CMA Doc: Ron Chambers, M.D.

May 14, 2018
Area(s) of Interest: Physician Leadership Internal Medicine 

Photo by Andrew Nixon / Capital Public Radio.

Name: Ron Chambers
City: Sacramento
Specialty: Internal Medicine
Member Since 2017

(This article is excerpted from Capital Public Radio.)

When Marie was being sold for sex throughout California, she was rarely away from her pimp. Even when he wasn’t physically confining her, she was frightened he was watching or listening.

Marie, a 27-year-old who asked to be identified by her middle name for safety reasons, was first exploited by an older man when she was 16. She was traded between pimps and forced into sex work for nearly a decade.

She said visits to the women’s health clinic were her only chances at escape, but providers never tagged her as a trafficking victim. They just gave her antibiotics to treat the bladder infections she contracted from frequent sex work and sent her on her way.

“You have to go to the doctor — that is one safe place,” she said. “They don’t have badges.”

Victims may be more comfortable talking to a nurse or doctor than a police officer. Though trafficking has historically been seen as a law enforcement issue, clinics and hospitals are starting to play a role in identifying and helping victims.

Advocates say it’s on medical professionals to take action. A 2014 survey of sex trafficking victims found that 88 percent had contact with a health care provider at some point while being trafficked.
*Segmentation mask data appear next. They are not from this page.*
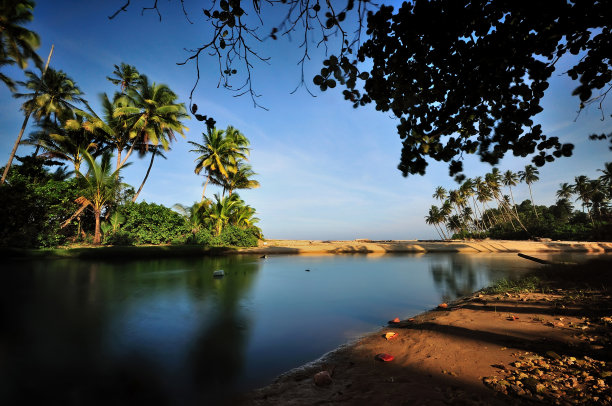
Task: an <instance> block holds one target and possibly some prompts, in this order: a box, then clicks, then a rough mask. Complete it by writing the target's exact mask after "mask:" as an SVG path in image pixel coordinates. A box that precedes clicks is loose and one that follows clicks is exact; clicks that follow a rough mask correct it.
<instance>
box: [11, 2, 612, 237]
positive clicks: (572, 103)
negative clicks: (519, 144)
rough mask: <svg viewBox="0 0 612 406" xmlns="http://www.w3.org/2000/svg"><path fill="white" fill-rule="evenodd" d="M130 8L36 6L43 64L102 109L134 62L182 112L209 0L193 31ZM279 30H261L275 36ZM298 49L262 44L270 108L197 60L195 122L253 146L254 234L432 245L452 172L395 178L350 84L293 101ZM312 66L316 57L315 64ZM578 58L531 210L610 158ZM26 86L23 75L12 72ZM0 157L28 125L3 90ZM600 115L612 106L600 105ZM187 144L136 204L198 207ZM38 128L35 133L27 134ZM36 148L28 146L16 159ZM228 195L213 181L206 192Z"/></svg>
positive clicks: (182, 20)
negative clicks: (220, 131)
mask: <svg viewBox="0 0 612 406" xmlns="http://www.w3.org/2000/svg"><path fill="white" fill-rule="evenodd" d="M124 3H125V0H104V1H101V0H96V1H94V0H91V1H86V2H85V1H78V0H38V1H37V5H36V8H35V10H34V21H33V22H32V23H31V24H29V25H28V28H29V29H31V30H33V31H35V32H37V33H38V34H39V35H40V37H41V47H40V49H39V51H38V52H39V54H40V55H41V57H42V58H43V59H46V57H47V55H48V53H49V50H50V48H51V45H52V44H54V45H55V50H54V53H53V56H52V58H51V66H52V67H53V68H55V69H58V70H60V69H61V70H63V71H65V72H66V73H67V74H68V75H69V76H70V77H72V78H73V79H74V80H75V81H76V83H77V85H78V86H79V87H80V89H81V90H82V91H83V92H84V93H85V98H86V99H87V100H88V101H89V102H90V105H91V106H92V107H93V109H94V110H95V111H97V112H100V111H101V110H100V108H99V106H100V105H99V102H98V99H99V96H98V95H99V94H101V93H104V92H106V93H108V94H109V95H111V94H112V93H113V92H114V91H115V90H117V88H116V87H115V86H114V85H113V84H111V83H110V82H109V81H108V80H106V76H110V75H111V74H112V72H113V69H114V68H113V66H114V65H118V64H120V63H121V62H125V63H128V64H131V65H134V66H136V68H137V69H138V70H139V71H140V72H141V73H144V74H146V75H147V76H148V77H149V79H150V80H151V81H154V82H156V83H165V84H167V85H168V86H169V87H170V88H171V89H172V90H173V91H174V92H175V93H177V94H178V95H179V98H180V101H182V102H185V103H186V104H188V98H189V93H190V91H191V88H192V86H193V84H194V82H195V78H196V74H195V67H194V66H193V65H185V66H178V65H177V62H182V61H184V60H185V59H186V57H187V56H188V55H189V54H188V53H187V52H186V50H185V49H192V48H194V47H196V46H198V45H199V44H200V43H202V42H203V41H205V40H206V39H207V38H209V36H210V32H209V31H208V27H207V25H206V22H205V20H204V16H203V15H202V13H201V10H200V8H198V7H199V6H200V5H201V4H202V1H201V0H185V5H186V9H187V12H188V13H189V17H190V19H191V21H193V24H190V23H189V22H188V21H187V20H186V19H185V17H184V15H183V13H182V11H181V8H180V4H179V2H178V1H176V0H175V1H172V2H165V1H162V2H160V3H159V4H160V11H161V12H162V21H161V22H160V21H159V18H158V16H157V14H156V13H155V12H151V11H149V12H144V13H142V14H141V8H142V7H143V6H146V5H147V4H149V3H153V1H152V0H147V1H144V0H140V1H138V0H136V1H132V5H131V6H130V8H128V11H127V12H124V13H121V14H119V15H118V16H117V17H116V18H115V19H113V20H109V19H108V16H110V15H111V14H113V13H114V12H115V11H116V10H118V9H119V8H120V7H121V6H123V4H124ZM264 12H265V13H266V14H265V15H266V16H269V17H270V18H269V20H265V21H266V22H268V21H271V22H273V23H275V22H278V21H280V19H281V18H282V10H281V9H280V8H279V7H275V8H273V9H271V8H269V7H268V8H267V9H265V10H264ZM271 27H272V25H267V26H266V27H264V28H262V32H264V33H267V32H269V30H270V29H271ZM298 45H299V41H298V40H297V39H296V38H294V39H293V41H285V40H279V41H273V40H265V41H263V42H262V43H261V44H259V45H258V51H259V52H260V54H261V55H262V56H266V57H270V61H269V63H254V65H255V66H254V70H253V85H254V87H255V90H256V91H257V92H258V93H259V94H260V95H261V96H260V97H259V98H258V99H257V100H258V103H259V104H261V105H262V106H264V107H265V108H266V109H267V110H264V109H262V108H255V107H254V105H253V101H252V100H251V99H250V98H249V97H248V96H242V97H234V94H232V93H231V92H229V91H227V90H226V89H223V88H218V87H217V83H218V79H219V77H218V67H217V63H216V60H215V58H203V59H202V60H201V63H200V76H201V79H200V83H199V85H198V88H197V89H196V91H195V92H194V98H193V101H194V102H195V103H197V104H198V106H199V110H198V112H199V113H202V114H207V115H210V116H212V117H214V118H215V120H216V121H217V127H218V128H225V127H227V126H228V125H232V126H234V127H236V128H237V129H239V130H240V131H241V132H242V133H243V134H244V135H246V136H247V137H248V138H249V140H250V141H251V148H252V150H251V156H250V164H251V165H252V166H253V170H254V171H255V172H256V173H257V174H258V175H257V176H256V179H257V180H258V181H259V182H260V184H261V187H260V188H258V189H253V190H247V191H240V192H239V193H240V195H241V197H242V198H243V199H244V200H245V201H246V202H247V203H248V204H249V205H251V206H253V207H254V208H255V209H256V210H257V217H259V218H260V223H259V226H260V227H261V228H262V230H263V232H264V236H265V237H266V238H269V239H286V238H289V239H308V240H352V239H358V238H369V239H383V240H389V239H400V240H409V239H429V238H437V234H436V232H435V230H434V229H433V228H432V227H431V226H427V225H426V224H425V222H424V217H425V216H426V215H427V212H428V209H429V207H430V206H431V204H435V203H436V202H435V201H434V199H433V198H432V196H431V195H432V194H433V191H434V188H435V187H436V186H443V187H445V188H446V189H452V188H456V187H458V185H457V184H456V183H455V182H454V181H453V179H452V178H450V177H449V176H448V170H447V166H446V164H444V163H437V162H433V161H432V162H430V165H429V167H428V169H427V174H426V175H425V176H410V177H408V178H405V177H402V175H401V173H400V171H399V170H398V169H397V165H398V163H399V157H400V149H401V143H400V139H399V136H398V134H397V130H396V125H397V120H396V119H394V118H392V117H391V116H390V115H389V114H388V113H381V112H377V111H375V109H374V108H373V107H372V106H366V107H361V108H358V109H353V107H352V105H351V104H350V103H348V102H347V101H345V100H344V98H343V96H342V89H341V88H340V87H337V88H336V89H333V90H332V91H327V92H324V93H321V92H320V91H318V90H316V89H314V86H311V87H310V88H311V89H312V90H313V93H314V94H315V96H316V97H313V96H311V95H310V94H309V93H308V92H307V91H305V90H304V89H303V88H300V89H298V91H297V92H295V93H293V94H292V93H291V92H292V91H293V90H294V89H295V87H296V85H297V84H298V83H299V80H300V75H301V71H300V67H299V66H298V64H297V63H298V61H299V60H300V58H301V57H302V52H303V51H302V50H300V49H299V47H298ZM315 45H316V44H311V51H310V52H311V56H312V60H311V61H310V63H309V64H307V66H306V70H305V74H306V80H307V82H308V83H310V79H309V78H312V77H313V76H314V75H315V74H316V73H318V70H319V69H320V67H321V66H320V61H321V57H322V56H323V53H322V50H317V49H316V47H315ZM317 58H318V59H317ZM571 62H572V60H571V59H567V58H566V59H562V60H561V61H559V63H558V64H557V70H556V72H555V73H554V75H553V78H552V79H551V86H550V87H549V88H548V90H547V91H546V93H545V98H544V100H543V107H544V111H543V112H542V113H541V114H540V115H539V116H538V117H536V120H535V121H536V122H539V123H541V124H542V128H543V130H544V133H545V134H547V135H549V136H557V137H559V138H560V140H561V142H563V143H565V142H571V143H574V145H575V149H574V155H573V156H572V157H571V158H562V159H559V160H556V161H555V162H553V163H549V164H546V166H544V167H543V168H539V171H540V181H539V182H537V183H536V184H535V185H534V186H533V194H534V200H535V202H536V203H537V204H553V203H554V201H555V192H556V190H557V189H558V185H559V183H562V182H572V180H573V179H574V177H575V176H578V175H587V176H589V177H597V176H599V174H600V173H599V172H597V169H599V168H603V165H604V163H605V162H609V161H611V160H612V159H611V158H612V155H611V153H610V151H609V150H608V144H607V143H605V142H602V141H599V142H596V141H590V140H588V135H589V134H592V133H598V134H601V133H609V132H611V131H612V119H611V118H610V111H611V110H612V106H610V103H608V105H607V109H606V110H605V112H606V115H605V117H606V119H605V120H602V114H601V112H600V111H599V110H597V109H596V108H594V107H591V108H589V109H587V110H584V111H582V112H581V113H580V114H579V115H578V114H577V109H578V103H579V101H578V99H577V98H575V97H572V96H571V92H572V91H573V89H574V88H575V87H576V83H575V82H572V81H571V80H570V79H569V78H568V77H567V75H563V74H562V73H561V72H565V71H566V70H567V69H568V68H569V67H570V66H571ZM6 72H7V73H8V74H9V76H11V77H13V78H16V79H19V80H21V79H22V78H23V74H22V73H21V71H18V70H7V71H6ZM0 103H1V106H2V109H0V161H2V165H3V164H4V163H5V162H6V161H8V157H9V154H10V151H11V148H12V146H13V143H14V142H15V139H16V137H17V134H18V132H19V129H20V128H21V124H22V122H23V114H22V112H20V111H19V107H20V101H19V100H16V99H13V98H12V97H11V95H10V92H9V91H8V90H7V88H6V87H3V86H2V87H0ZM604 107H605V106H604ZM186 125H187V126H188V127H189V131H187V132H186V133H185V135H186V136H185V138H184V139H183V138H181V137H180V136H179V137H178V138H177V140H176V141H175V142H174V144H173V146H172V150H171V151H169V152H168V153H167V154H166V156H167V159H166V160H158V159H156V162H155V165H154V166H153V169H152V171H151V174H150V176H149V179H148V181H147V183H146V184H145V186H144V189H143V191H142V192H141V194H140V196H139V199H138V200H139V201H147V202H155V203H158V204H163V205H165V206H168V207H171V206H172V205H174V204H175V203H181V204H186V205H190V204H192V203H193V202H195V201H199V199H200V197H201V194H202V186H203V183H204V178H203V177H202V176H198V175H196V174H195V173H194V168H195V162H194V161H195V159H196V158H197V155H196V154H195V153H192V152H190V151H189V150H190V149H192V148H191V145H190V144H188V143H187V141H195V142H199V143H201V142H202V132H204V131H206V128H205V125H204V124H203V123H201V122H199V121H197V120H195V119H191V120H188V121H187V122H186ZM34 129H35V127H34V126H33V125H32V124H30V125H29V126H28V129H27V130H26V134H27V133H28V132H30V131H33V130H34ZM30 152H31V150H30V149H29V147H27V146H21V147H20V148H19V150H18V152H17V155H25V154H28V153H30ZM130 160H131V162H133V164H132V165H131V166H130V167H128V168H126V169H125V171H123V176H124V179H125V181H126V182H127V183H129V184H131V185H133V186H134V187H135V188H137V187H138V186H139V185H140V182H141V181H142V178H143V177H144V174H145V172H146V169H147V166H148V163H149V159H148V158H145V159H139V158H138V157H137V156H133V157H131V158H130ZM530 163H531V161H530V159H529V158H515V157H512V156H508V157H506V158H504V159H503V160H502V161H501V162H500V164H499V165H498V167H499V168H500V170H502V171H504V170H507V169H510V170H513V171H519V170H521V169H523V168H524V167H525V165H527V164H530ZM464 168H465V174H466V176H468V177H474V176H479V175H484V173H486V172H487V171H490V170H491V167H490V166H489V165H488V164H483V163H481V162H479V159H478V157H477V156H468V157H466V158H465V160H464ZM217 192H220V190H219V189H217V188H215V186H210V185H209V186H208V188H207V190H206V195H207V196H208V197H212V195H213V194H214V193H217ZM514 197H515V199H516V200H517V201H522V200H524V199H528V198H529V191H528V189H527V186H526V185H524V184H523V185H520V186H518V187H517V188H516V189H515V190H514Z"/></svg>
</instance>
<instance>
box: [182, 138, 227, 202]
mask: <svg viewBox="0 0 612 406" xmlns="http://www.w3.org/2000/svg"><path fill="white" fill-rule="evenodd" d="M223 133H224V131H223V130H218V129H216V128H209V129H208V132H207V133H202V139H203V141H204V142H203V143H202V144H198V143H197V142H193V141H189V143H190V144H191V145H193V146H194V147H195V149H192V150H190V151H189V152H195V153H197V154H200V156H199V157H197V158H196V167H195V170H194V172H195V173H196V174H198V175H199V174H200V172H202V170H204V171H205V172H206V182H204V189H203V190H202V201H204V199H205V193H206V186H207V185H208V182H209V180H210V177H211V176H212V175H213V174H214V173H219V174H221V176H223V177H225V178H227V176H228V169H227V168H226V167H227V166H229V165H230V164H231V157H232V155H233V153H234V150H235V147H234V145H233V143H232V142H231V141H230V140H228V139H227V138H226V137H224V136H223Z"/></svg>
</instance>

But Marie said even at the clinic, she was too scared to say anything about her situation. Her pimp had total control over her. He would starve her if she wasn’t making enough on the streets, clobber her if she didn’t look the way he wanted her to. She recalled being too afraid to run, and unsure about how she would survive on her own even if she did.

“It’s manipulation,” she said. “Control the body, control the mind. So you physically control the body by hitting, beating. … My son’s dad broke me in a way I have never been broken, and I guess he was really pimpin, cause I knew I was being controlled, but I couldn’t really do anything about it.”

Dr. Ron Chambers, a family physician with Dignity Health, is trying to prepare the next generation of doctors for situations like Marie’s. His South Sacramento clinic is one of few in the state where staff are specifically trained to identify and treat sex trafficking victims. It’s also one of the only residency training programs with a trafficking curriculum.